Classroom Building, Room 260

 

Abstract

Federated Learning (FL) is an approach for privacy-preserving Machine Learning (ML), enabling model training across multiple clients without centralized data collection. We observed that a substantial part of FL systems are the non-training workloads such as scheduling, personalization, clustering, debugging, and incentivization. Extant systems rely on a central aggregator to handle non-training workloads and use cloud services for data storage. This results in high latency and increased costs as non-training workloads rely on large
volumes of metadata, including weight parameters from client updates, hyperparameters, and aggregated updates across rounds, making the situation even worse. I will present the design of FLStore, a serverless framework for efficient FL non-training workloads and storage, which addresses these challenges.
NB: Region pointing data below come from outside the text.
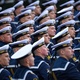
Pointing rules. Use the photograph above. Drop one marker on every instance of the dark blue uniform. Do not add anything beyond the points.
(41, 68)
(65, 70)
(4, 74)
(24, 73)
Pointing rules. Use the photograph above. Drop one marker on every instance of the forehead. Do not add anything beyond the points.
(4, 54)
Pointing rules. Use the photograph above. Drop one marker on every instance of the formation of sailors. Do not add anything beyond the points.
(37, 44)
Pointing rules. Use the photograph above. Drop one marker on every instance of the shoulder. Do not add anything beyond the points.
(60, 64)
(29, 75)
(40, 64)
(5, 71)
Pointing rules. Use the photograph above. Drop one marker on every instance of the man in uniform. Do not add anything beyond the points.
(25, 58)
(41, 68)
(62, 68)
(4, 61)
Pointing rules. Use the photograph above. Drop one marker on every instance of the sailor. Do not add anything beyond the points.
(4, 61)
(41, 68)
(25, 59)
(62, 65)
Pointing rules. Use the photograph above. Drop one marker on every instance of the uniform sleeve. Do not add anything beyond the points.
(44, 70)
(73, 72)
(31, 76)
(6, 75)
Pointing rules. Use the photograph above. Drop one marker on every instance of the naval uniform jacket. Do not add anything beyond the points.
(41, 68)
(24, 73)
(4, 74)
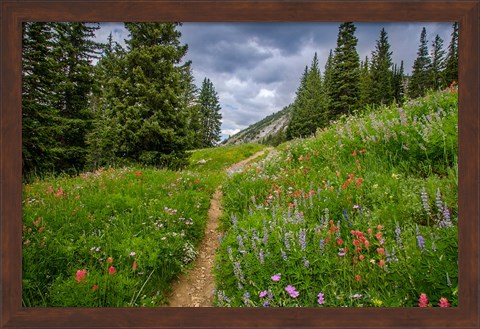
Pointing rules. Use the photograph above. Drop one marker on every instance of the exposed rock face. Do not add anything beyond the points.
(262, 130)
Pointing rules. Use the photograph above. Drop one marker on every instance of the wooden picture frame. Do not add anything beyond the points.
(14, 12)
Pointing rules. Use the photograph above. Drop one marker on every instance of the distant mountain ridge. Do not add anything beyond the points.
(270, 130)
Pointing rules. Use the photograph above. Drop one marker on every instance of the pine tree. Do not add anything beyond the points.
(399, 83)
(105, 94)
(365, 83)
(381, 73)
(40, 76)
(421, 80)
(451, 67)
(344, 93)
(148, 115)
(327, 78)
(210, 116)
(75, 50)
(309, 108)
(438, 63)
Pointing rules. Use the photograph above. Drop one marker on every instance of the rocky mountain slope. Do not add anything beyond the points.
(266, 131)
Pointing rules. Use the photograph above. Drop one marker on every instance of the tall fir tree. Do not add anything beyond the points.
(398, 83)
(420, 80)
(344, 92)
(40, 77)
(366, 83)
(210, 117)
(451, 66)
(109, 77)
(309, 108)
(438, 63)
(147, 117)
(381, 72)
(75, 50)
(327, 78)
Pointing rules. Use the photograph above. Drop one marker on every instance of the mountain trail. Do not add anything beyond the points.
(195, 288)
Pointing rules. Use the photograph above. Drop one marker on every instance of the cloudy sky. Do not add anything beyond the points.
(256, 67)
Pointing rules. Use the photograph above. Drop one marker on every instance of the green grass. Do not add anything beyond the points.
(106, 221)
(388, 177)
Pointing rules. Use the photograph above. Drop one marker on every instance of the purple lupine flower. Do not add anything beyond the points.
(286, 240)
(421, 242)
(398, 237)
(234, 221)
(438, 201)
(241, 247)
(276, 277)
(302, 239)
(424, 197)
(246, 298)
(237, 271)
(291, 291)
(321, 299)
(306, 263)
(261, 256)
(322, 245)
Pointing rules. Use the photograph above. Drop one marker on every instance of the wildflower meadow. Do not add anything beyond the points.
(117, 236)
(362, 215)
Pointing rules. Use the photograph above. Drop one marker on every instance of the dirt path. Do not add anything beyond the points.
(195, 289)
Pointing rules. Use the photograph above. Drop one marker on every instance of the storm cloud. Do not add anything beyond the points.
(256, 67)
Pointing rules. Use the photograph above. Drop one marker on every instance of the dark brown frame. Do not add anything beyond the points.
(14, 12)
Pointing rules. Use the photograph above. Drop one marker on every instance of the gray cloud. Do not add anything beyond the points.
(256, 67)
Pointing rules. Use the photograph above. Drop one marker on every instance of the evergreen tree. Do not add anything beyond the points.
(210, 117)
(438, 63)
(381, 73)
(109, 77)
(344, 92)
(75, 50)
(421, 80)
(309, 108)
(148, 116)
(398, 83)
(40, 76)
(365, 83)
(451, 66)
(327, 79)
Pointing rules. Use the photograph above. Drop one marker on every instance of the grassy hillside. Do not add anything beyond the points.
(117, 237)
(364, 214)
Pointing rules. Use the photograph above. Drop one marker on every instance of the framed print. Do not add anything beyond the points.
(22, 306)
FLStore unifies the data and compute planes on a serverless cache, enabling locality-aware execution via tailored caching policies to reduce latency and costs. Our evaluation shows significant improvements over the state-of-the-art, and our design fits easily with existing systems for easy adaption in practice.

Biography

Ali is a professor of computer science and ece at virginia tech. His research is on designing scalable I/O and storage systems for resource-intensive applications such as emerging generative AI and high-performance computing scientific workflows.